La mort de cet homme avait laissé dans la ferme un vide irréparable. Sse-tsin, son fils, qui n’aimait pas l’agriculture, mit à la tête de l’exploitation une espèce d’intendant et joua du bâton comme par le passé.



IV.
PROFESSION DE LOU-TA.

Le lendemain, dès l’aube du jour, Tchao, le youên-waï, dit à Lou-ta : « Je crois que ce pays-ci ne vous convient pas ; vous n’y êtes pas en sûreté. Je vous invite, mon cher brigadier [3], à venir passer quelque temps à ma ferme.

— « Où est située votre ferme, demanda Lou-ta ?

— « A dix milles d’ici, répondit le youên-waï, dans le village des Sept-diamants.

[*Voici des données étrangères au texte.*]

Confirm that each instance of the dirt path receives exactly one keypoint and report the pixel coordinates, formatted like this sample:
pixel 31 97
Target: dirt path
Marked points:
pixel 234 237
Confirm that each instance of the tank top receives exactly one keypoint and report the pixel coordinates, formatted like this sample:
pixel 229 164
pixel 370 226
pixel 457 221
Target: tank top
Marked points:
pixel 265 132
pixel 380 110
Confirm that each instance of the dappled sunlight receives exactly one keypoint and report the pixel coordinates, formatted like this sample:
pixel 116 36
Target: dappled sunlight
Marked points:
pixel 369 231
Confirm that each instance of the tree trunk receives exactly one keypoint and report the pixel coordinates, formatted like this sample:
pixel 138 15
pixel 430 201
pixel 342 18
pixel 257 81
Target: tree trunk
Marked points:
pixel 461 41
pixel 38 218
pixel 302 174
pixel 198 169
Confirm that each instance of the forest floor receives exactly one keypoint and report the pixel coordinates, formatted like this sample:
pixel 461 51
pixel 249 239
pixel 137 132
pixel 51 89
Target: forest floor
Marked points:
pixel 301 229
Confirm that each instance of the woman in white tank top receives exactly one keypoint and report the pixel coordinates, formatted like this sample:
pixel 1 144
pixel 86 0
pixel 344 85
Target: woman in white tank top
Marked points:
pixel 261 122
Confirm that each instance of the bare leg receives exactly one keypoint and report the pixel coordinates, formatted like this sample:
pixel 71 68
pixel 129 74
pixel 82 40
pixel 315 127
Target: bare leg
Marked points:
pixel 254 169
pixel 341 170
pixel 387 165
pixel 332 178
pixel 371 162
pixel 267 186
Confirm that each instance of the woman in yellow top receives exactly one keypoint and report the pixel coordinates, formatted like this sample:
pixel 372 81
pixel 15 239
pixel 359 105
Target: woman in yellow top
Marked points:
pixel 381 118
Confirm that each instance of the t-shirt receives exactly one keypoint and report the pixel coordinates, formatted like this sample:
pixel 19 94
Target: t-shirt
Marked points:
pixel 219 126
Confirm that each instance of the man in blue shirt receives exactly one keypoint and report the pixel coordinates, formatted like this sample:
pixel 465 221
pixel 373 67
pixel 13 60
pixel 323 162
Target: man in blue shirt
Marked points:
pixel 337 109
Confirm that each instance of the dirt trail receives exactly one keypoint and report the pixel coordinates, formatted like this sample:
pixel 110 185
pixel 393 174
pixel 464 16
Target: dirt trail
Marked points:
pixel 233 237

— « Très-volontiers, reprit Lou-ta., »

Tchao, le youên-waï, chargea sur-le-champ un domestique d’aller dire au fermier de seller deux chevaux et de les amener à la ville. Vers midi, quand on annonça que les chevaux étaient à la

  1. Littéralement : « le jeune maître de la maison ».
  2. Environ 750 francs.
  3. En chinois : Ti-hia. Sous la dynastie des Song, il commandait les archers, administrait la bastonnade et présidait aux exécutions capitales.